Date of Degree

9-2019

Document Type

Dissertation

Degree Name

D.M.A.

Program

Music

Advisor

Norman Carey

Committee Members

Claudia Friedlander

David Rindskopf

L. Poundie Burstein

Subject Categories

Music Education | Music Pedagogy | Music Performance

Keywords

breath management, support, subglottal pressure, sound pressure level, steady airflow, vocal pedagogy

Abstract

This empirical study investigated the possibility of finding an alternative to a conventional directive in vocal pedagogy. There is a debate among voice pedagogues and voice scientists with regard to how to teach breath management, particularly about the concept of support. W. Stephen Smith has strongly objected to the use of the term “support.” He suggests that the word promotes the use of increased air pressure. The purpose of the present investigation was to test that hypothesis by examining differences in a variety of physiological parameters, comparing a conventional singing instruction that uses the word “support” with an alternative instruction that integrates Smith’s concept, constant flow of air.

The parameters (subglottal pressure, sound pressure level, and airflow rate) were obtained by using the KayPENTAX Phonatory Aerodynamic System. Three instructions were given in randomized order to 49 participants: (A) Sing the way you usually sing (baseline); (B) Allow your breath to flow steadily with the clear [ɑ] vowels; and (C) Keep the tone well supported with the clear [ɑ] vowels. The singing material consisted of seven intonations of the syllable [pɑ] to the tune of “Somewhere over the Rainbow.” The participants filled out a questionnaire inquiring as to how they applied instructions (B) and (C) to their singing.
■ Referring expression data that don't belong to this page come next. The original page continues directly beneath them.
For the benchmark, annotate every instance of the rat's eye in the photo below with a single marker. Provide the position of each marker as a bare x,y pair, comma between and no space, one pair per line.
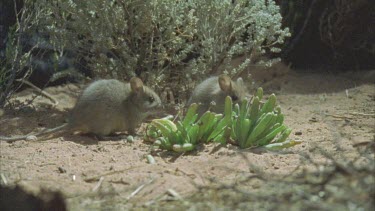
234,97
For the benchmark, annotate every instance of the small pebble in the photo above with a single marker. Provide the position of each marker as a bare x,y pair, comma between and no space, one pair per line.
298,133
130,139
150,159
62,170
31,138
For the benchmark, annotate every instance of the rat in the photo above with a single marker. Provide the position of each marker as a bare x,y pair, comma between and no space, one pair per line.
107,106
215,89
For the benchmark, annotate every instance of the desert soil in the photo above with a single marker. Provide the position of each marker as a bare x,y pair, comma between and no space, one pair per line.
335,112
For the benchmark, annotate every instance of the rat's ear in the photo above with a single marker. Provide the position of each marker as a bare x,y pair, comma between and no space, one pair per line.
136,85
225,83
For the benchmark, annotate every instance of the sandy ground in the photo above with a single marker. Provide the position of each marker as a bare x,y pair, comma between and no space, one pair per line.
335,112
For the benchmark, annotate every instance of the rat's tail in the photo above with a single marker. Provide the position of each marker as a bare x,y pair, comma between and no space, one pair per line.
41,133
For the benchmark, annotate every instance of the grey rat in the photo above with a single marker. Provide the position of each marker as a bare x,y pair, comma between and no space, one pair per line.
108,106
215,89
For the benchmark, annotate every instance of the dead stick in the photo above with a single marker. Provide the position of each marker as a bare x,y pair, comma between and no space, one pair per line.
42,92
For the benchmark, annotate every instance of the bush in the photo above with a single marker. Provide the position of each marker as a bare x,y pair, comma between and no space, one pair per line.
164,40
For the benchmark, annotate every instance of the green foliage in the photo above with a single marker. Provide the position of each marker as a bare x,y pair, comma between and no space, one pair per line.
248,125
17,57
155,38
187,133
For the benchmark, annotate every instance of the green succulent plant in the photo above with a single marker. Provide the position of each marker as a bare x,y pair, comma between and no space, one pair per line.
251,124
185,134
255,124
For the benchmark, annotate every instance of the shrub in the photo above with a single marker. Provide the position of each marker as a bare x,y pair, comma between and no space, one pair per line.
164,40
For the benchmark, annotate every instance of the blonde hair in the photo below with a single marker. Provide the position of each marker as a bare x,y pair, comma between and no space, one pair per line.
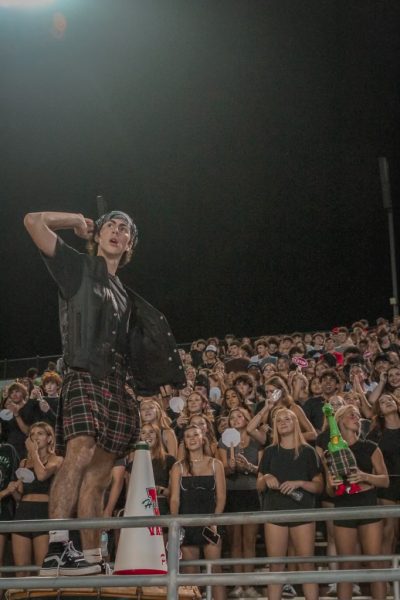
186,454
51,448
158,453
205,407
299,440
243,411
163,421
340,413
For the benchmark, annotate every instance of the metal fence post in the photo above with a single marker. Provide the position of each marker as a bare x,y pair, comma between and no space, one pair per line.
173,559
396,586
209,588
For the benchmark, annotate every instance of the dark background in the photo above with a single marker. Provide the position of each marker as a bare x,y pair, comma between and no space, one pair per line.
243,135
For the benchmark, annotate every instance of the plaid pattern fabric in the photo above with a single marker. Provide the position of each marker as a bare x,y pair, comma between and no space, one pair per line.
341,463
99,408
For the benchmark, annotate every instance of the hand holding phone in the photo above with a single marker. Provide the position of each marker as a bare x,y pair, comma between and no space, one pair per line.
211,536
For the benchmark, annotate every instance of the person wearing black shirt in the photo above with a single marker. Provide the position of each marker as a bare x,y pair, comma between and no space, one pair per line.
385,431
289,478
371,474
313,406
105,329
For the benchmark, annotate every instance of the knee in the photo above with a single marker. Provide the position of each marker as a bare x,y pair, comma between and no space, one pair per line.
78,456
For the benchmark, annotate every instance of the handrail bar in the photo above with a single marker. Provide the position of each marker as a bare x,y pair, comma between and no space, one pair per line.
262,560
174,578
282,516
204,579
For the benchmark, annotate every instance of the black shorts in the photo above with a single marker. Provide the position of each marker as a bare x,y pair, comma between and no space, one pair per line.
99,408
242,501
32,511
367,498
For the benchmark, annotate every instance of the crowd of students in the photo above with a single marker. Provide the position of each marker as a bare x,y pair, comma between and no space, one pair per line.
269,393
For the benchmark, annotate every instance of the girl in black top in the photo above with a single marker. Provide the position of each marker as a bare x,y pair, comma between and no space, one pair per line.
385,431
289,467
151,412
34,496
371,474
161,462
197,485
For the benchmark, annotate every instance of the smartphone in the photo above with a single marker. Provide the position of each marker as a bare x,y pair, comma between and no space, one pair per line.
210,535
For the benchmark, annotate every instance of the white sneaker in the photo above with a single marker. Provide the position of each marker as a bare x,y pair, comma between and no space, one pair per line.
332,589
356,589
288,591
250,592
237,592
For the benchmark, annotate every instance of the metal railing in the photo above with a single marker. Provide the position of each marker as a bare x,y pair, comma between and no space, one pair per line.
175,578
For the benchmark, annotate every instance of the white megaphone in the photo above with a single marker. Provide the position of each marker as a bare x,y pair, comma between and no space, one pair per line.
141,550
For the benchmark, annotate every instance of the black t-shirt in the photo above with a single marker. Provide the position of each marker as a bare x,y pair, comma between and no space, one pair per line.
323,439
283,464
313,410
66,268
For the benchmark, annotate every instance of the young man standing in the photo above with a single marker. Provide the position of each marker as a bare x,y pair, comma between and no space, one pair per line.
105,329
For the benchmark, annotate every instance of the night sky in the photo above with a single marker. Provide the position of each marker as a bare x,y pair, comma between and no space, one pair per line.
242,135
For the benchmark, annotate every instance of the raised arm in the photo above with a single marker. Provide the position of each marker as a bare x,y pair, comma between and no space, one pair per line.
41,227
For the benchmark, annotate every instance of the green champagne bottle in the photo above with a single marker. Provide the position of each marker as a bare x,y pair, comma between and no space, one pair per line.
336,441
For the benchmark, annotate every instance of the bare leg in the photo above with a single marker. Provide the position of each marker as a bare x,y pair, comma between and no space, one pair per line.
235,538
40,547
330,539
371,543
249,533
303,538
213,552
22,552
94,483
3,539
276,542
190,553
67,482
346,539
390,527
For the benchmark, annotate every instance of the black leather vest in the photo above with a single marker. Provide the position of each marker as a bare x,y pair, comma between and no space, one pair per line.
88,323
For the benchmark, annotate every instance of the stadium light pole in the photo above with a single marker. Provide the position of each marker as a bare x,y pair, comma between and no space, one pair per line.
388,206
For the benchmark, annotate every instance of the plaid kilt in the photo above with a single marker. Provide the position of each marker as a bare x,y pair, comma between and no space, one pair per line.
98,408
341,463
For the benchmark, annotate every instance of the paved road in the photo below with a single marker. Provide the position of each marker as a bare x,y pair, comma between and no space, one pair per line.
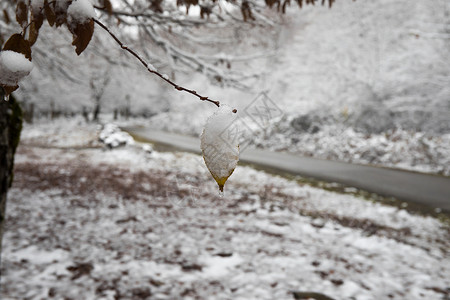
424,189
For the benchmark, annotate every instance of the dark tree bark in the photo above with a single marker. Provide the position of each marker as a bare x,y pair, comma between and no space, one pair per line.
10,127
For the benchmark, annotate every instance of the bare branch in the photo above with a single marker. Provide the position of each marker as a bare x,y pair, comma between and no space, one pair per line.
152,69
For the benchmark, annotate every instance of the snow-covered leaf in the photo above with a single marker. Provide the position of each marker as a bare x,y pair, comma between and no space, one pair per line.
13,67
18,44
220,150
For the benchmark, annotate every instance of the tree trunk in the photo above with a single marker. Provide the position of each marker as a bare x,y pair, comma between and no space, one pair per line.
10,127
96,110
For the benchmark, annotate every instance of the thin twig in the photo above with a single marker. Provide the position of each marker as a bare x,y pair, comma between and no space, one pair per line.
151,70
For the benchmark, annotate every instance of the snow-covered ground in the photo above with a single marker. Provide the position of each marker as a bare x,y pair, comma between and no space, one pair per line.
364,82
85,222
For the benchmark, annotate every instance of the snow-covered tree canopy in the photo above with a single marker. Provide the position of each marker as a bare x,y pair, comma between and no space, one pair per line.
162,22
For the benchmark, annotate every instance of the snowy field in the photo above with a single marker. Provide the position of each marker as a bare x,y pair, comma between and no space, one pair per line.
85,222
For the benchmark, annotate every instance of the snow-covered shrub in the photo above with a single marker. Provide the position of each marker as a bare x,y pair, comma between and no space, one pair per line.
113,137
13,67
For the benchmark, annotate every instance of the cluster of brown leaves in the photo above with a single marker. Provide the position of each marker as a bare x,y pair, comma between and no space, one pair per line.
31,21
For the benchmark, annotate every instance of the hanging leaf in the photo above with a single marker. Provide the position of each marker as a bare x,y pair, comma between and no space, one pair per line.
82,34
219,145
22,13
60,10
6,16
9,89
13,67
37,19
49,13
18,44
107,6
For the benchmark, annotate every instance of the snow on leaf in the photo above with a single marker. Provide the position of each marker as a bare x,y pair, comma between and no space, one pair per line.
80,11
81,24
22,13
13,67
18,44
220,150
82,34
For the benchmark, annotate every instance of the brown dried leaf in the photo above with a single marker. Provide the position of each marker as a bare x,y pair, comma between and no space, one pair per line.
61,12
6,16
22,13
82,34
18,44
33,34
49,14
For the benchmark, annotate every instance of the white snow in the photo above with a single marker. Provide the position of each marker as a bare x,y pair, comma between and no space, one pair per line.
80,11
37,6
13,67
265,238
220,145
113,137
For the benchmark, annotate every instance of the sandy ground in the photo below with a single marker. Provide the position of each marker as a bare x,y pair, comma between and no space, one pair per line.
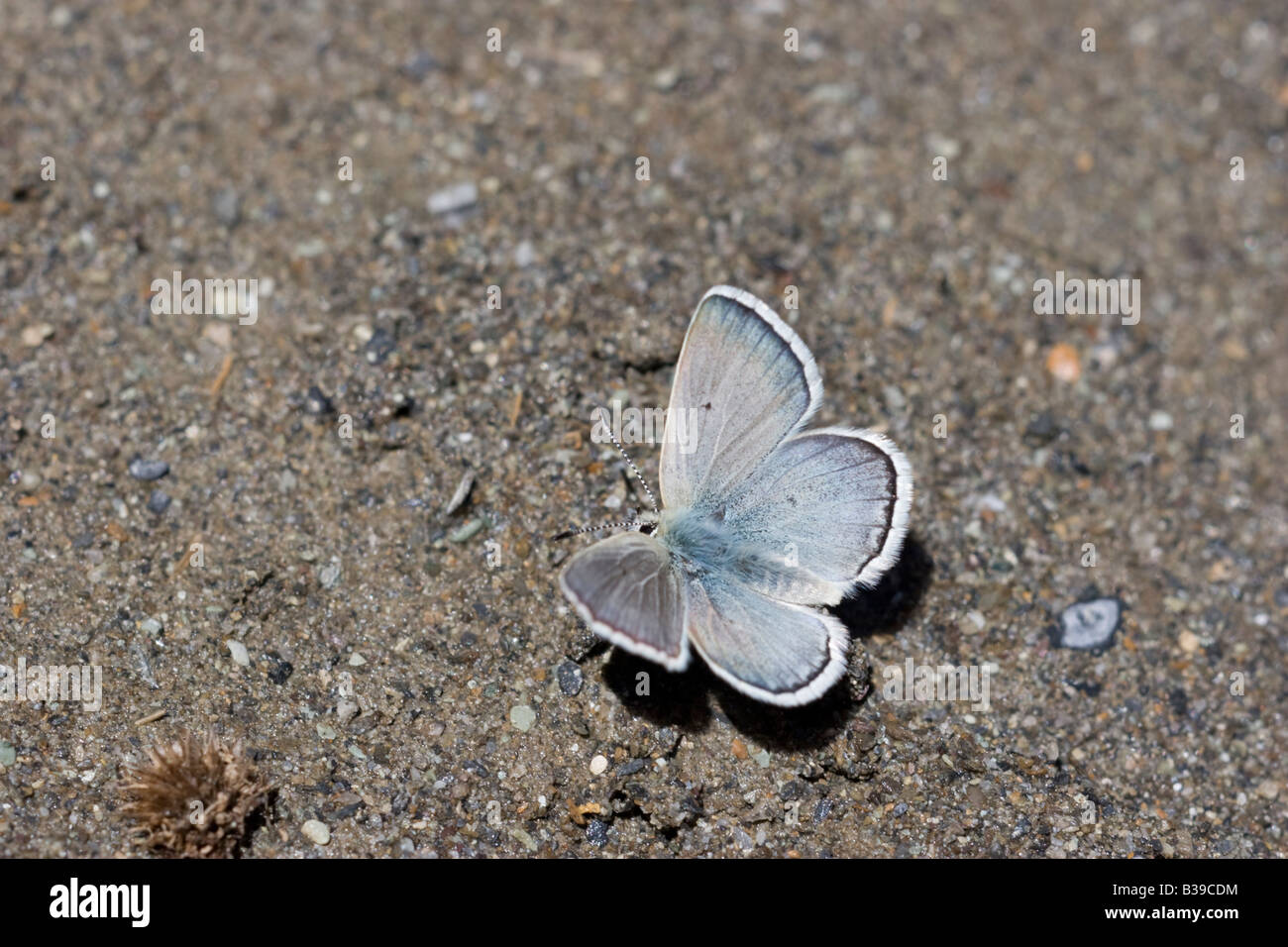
412,678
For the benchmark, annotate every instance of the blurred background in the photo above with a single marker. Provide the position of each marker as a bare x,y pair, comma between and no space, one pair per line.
459,254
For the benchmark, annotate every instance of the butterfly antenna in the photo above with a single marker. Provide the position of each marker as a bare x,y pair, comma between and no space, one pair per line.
566,534
652,500
635,471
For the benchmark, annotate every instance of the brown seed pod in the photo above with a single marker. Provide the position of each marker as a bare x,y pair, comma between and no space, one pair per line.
193,797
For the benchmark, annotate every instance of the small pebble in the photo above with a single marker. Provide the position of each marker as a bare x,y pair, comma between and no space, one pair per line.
570,678
462,495
149,470
37,334
523,716
227,206
596,832
1063,364
239,651
1087,625
316,831
317,403
451,198
467,532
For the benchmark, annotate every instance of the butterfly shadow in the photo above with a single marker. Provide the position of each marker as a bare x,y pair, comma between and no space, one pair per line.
682,699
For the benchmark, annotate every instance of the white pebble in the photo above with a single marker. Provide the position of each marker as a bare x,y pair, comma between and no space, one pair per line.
239,651
316,831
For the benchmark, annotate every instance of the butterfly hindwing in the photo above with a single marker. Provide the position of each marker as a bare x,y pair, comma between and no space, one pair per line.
626,590
777,652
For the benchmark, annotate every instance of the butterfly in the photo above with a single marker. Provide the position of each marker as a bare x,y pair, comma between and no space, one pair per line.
763,522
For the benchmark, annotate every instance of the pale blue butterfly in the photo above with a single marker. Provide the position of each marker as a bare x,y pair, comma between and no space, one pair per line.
763,523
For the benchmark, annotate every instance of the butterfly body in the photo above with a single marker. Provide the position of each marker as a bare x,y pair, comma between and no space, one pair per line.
764,522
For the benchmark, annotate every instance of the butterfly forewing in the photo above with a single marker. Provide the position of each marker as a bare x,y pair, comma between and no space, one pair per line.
832,502
743,382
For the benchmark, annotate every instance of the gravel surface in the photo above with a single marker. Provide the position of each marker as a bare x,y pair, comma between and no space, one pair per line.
256,522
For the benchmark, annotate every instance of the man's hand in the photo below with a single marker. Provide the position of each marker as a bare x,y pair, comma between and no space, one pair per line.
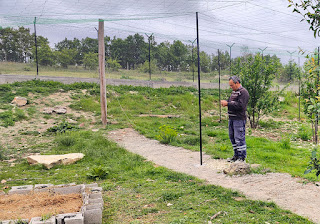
224,103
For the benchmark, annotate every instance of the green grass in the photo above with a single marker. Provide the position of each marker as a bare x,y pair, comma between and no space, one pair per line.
136,191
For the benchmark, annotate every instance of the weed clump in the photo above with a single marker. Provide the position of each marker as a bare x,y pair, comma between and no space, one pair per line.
167,134
98,173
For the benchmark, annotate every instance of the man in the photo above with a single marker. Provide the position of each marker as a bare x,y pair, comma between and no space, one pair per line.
237,107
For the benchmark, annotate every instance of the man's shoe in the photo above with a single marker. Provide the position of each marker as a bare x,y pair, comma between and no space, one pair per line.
233,159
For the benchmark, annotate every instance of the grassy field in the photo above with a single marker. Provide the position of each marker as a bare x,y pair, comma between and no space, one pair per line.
79,71
137,191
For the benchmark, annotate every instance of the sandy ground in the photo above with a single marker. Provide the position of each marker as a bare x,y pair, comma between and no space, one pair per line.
287,192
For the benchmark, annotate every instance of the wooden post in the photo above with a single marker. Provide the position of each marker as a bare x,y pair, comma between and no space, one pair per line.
103,98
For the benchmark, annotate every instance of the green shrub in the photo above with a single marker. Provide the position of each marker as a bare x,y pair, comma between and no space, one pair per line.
167,134
305,133
98,173
314,164
19,115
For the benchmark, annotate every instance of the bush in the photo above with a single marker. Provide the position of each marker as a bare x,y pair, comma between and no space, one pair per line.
167,134
62,127
98,173
305,133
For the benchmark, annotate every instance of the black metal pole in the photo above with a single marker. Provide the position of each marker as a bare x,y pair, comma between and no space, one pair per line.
262,50
199,88
299,85
35,41
149,38
219,83
230,46
192,42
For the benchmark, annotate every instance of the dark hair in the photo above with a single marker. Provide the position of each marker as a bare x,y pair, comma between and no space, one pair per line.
235,79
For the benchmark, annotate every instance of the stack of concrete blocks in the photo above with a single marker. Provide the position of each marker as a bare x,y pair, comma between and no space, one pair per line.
90,213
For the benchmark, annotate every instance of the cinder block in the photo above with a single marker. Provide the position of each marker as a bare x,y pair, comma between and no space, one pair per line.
91,185
37,220
93,206
68,190
93,216
25,189
95,195
70,218
42,187
95,189
22,221
95,201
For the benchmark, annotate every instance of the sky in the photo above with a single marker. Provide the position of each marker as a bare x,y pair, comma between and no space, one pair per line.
246,25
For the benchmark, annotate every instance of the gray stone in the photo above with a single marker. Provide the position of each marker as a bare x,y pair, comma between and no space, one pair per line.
42,187
19,101
25,189
60,110
51,160
37,220
68,190
95,195
237,168
93,216
70,218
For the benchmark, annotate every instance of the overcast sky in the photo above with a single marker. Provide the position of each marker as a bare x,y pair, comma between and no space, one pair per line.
257,24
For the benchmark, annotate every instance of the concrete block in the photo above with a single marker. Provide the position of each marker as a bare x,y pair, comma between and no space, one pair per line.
91,185
95,189
25,189
93,206
70,218
37,220
42,187
95,195
93,216
22,221
95,201
68,190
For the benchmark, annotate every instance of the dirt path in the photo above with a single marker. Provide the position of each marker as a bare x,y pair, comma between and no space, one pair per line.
287,192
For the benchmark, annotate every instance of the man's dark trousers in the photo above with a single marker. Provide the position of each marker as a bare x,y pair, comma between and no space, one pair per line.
237,133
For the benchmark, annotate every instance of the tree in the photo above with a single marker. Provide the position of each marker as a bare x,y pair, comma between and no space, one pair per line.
310,10
75,46
45,53
290,72
256,76
91,60
66,57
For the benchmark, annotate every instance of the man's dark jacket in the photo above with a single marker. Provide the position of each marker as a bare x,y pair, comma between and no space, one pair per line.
237,104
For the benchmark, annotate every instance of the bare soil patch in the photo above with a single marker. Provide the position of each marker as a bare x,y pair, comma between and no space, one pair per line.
18,206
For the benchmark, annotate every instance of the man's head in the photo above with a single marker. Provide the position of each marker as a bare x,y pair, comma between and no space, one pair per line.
234,82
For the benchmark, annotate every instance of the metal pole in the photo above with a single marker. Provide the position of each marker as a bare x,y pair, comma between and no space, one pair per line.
219,83
317,117
192,58
230,46
299,85
262,50
35,41
149,38
101,52
199,88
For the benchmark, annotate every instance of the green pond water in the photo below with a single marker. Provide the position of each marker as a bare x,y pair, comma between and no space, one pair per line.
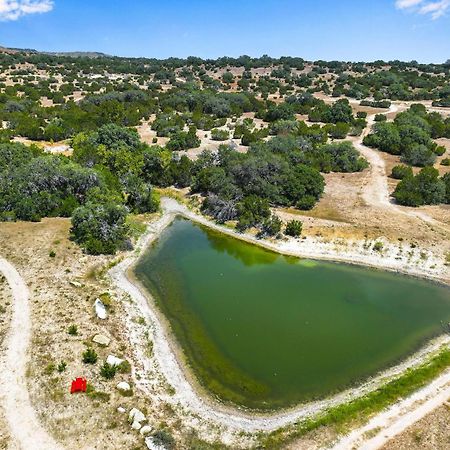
267,331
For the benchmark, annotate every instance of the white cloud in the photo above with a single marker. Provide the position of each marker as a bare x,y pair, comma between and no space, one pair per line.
14,9
405,4
435,9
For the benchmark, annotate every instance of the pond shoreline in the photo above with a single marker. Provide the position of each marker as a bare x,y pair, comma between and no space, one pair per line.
170,360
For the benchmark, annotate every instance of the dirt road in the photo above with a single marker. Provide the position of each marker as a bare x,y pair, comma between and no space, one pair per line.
24,426
398,417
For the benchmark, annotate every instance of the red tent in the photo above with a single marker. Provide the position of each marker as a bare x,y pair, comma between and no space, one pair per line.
78,385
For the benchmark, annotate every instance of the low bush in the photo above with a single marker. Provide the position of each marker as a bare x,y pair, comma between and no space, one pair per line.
294,228
108,371
90,356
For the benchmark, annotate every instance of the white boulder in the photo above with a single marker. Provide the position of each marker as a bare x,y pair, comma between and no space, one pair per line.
101,339
146,429
151,444
136,425
123,386
114,360
136,416
100,309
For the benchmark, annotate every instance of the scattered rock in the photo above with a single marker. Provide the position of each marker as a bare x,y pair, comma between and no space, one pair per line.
151,445
101,339
114,360
123,386
146,429
136,416
100,309
136,425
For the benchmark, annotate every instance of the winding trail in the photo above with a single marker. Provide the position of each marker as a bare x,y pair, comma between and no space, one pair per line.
24,427
375,191
398,417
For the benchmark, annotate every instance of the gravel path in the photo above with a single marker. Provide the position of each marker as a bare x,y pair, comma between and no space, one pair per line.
24,426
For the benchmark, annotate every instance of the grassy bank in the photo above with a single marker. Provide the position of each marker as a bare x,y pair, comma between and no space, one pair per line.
360,410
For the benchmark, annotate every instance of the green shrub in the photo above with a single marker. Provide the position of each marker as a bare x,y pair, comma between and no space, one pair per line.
108,371
294,228
73,330
378,246
163,439
401,171
90,356
271,226
219,135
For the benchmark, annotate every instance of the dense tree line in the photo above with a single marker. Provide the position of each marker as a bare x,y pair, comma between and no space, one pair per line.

The results revealed significant differences in both subglottal pressure (p = 0.002) and sound pressure level (p = 0.035) between instructions (B) and (C) in the singing task: subglottal pressure and sound pressure level showed a lower mean for instruction (B) than for instruction (C). The statistical results and the participants’ written responses related to instruction (B) (e.g., “legato,” “free,” “naturally,” “easier”) suggest that the use of instruction (B) can facilitate students’ efficient singing without additional strain.